Kemungkinan kesalahan interpretasi disebabkan oleh beberapa hal, salah satunya adalah tingkat keilmuan pengguna data. Meskipun kita bisa berdalih, bahwa interpretasi setiap orang tentu sebatas pemahamannya atas data dan indikator statistik yang disampaikan, namun kembali lagi, bahwa interpretabilitas menjadi salah satu dimensi data berkualitas. Hal ini berarti produsen data bertanggungjawab pada penafsiran bebas para pengguna data. Data tidak mudah dipahami karena konsep yang sesungguhnya tidak terdefinisikan dengan baik. Ada kekhawatiran, jika pemilihan kalimat yang berbeda dengan konsep baku akan memberikan makna yang berbeda. Disinilah tantangan baru bagi insan statistik, bagaimana agar data statistik dapat tersajikan dengan bahasa yang lebih sederhana, dan adanya kemungkinan kesalahan penafsiran dapat dicegah.

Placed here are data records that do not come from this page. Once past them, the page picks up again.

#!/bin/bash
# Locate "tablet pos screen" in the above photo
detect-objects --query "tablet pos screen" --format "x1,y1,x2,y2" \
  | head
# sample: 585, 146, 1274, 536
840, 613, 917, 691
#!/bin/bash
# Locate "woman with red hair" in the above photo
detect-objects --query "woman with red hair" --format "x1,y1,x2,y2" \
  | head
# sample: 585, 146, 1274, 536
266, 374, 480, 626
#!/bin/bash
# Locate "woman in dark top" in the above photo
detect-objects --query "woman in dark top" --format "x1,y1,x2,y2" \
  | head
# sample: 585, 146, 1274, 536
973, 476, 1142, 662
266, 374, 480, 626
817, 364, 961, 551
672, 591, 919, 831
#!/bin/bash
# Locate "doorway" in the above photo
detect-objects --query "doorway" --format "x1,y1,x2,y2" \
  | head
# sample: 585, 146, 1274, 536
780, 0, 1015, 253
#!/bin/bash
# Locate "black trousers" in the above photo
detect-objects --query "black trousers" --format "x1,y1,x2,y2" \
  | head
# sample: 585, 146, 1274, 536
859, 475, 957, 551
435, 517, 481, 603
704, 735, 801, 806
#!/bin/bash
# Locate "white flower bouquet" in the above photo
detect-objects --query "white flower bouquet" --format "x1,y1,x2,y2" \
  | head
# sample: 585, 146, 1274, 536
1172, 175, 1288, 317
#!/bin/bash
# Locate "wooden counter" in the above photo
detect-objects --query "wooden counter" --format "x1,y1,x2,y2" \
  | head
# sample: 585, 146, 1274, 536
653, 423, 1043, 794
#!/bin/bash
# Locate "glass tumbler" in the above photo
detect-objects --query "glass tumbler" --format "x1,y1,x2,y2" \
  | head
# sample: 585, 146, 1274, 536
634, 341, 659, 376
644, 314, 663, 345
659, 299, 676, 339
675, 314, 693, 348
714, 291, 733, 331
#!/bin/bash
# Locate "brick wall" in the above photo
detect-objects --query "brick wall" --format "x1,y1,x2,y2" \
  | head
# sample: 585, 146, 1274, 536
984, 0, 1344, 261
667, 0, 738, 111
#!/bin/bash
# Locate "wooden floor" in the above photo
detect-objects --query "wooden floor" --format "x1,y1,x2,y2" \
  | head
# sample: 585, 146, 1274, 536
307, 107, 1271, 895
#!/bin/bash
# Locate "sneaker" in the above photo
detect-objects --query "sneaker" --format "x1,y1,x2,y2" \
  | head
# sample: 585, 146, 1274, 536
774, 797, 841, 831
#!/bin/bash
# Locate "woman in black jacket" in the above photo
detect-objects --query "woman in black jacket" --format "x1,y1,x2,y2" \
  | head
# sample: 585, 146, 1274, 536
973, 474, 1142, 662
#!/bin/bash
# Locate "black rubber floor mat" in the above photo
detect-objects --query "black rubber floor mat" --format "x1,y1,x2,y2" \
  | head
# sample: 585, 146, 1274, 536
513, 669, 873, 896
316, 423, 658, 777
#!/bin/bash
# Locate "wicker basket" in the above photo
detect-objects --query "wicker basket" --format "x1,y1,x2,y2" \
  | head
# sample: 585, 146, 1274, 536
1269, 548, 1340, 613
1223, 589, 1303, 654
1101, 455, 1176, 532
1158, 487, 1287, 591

Beberapa kegiatan telah dilakukan oleh BPS untuk mendekatkan dengan para pengguna data seperti menyediakan unit Pelayanan Statistik Terpadu (PST) di setiap BPS Provinsi/Kabupaten/Kota. BPS juga selalu memperbaharui data dan publikasi statistik di website BPS. BPS juga melakukan rilis Berita Resmi Statistik yang telah terjadwal setiap bulan. Selain itu BPS giat mengaktifkan forum data yang ada di setiap provinsi dan sebagian besar kabupaten/kota untuk menjalin hubungan dengan pemerintah daerah sebagai walidata statistik sektoral.
Satu hal yang mungkin perlu dilakukan oleh BPS dengan memanfaatkan sistem pembelajaran online saat ini, yaitu melakukan pembinaan komunitas pengguna data statistik secara informal, sebagai salah satu peran dalam memasyarakatkan statistik dan menyediakan data berkualitas untuk Indonesia maju.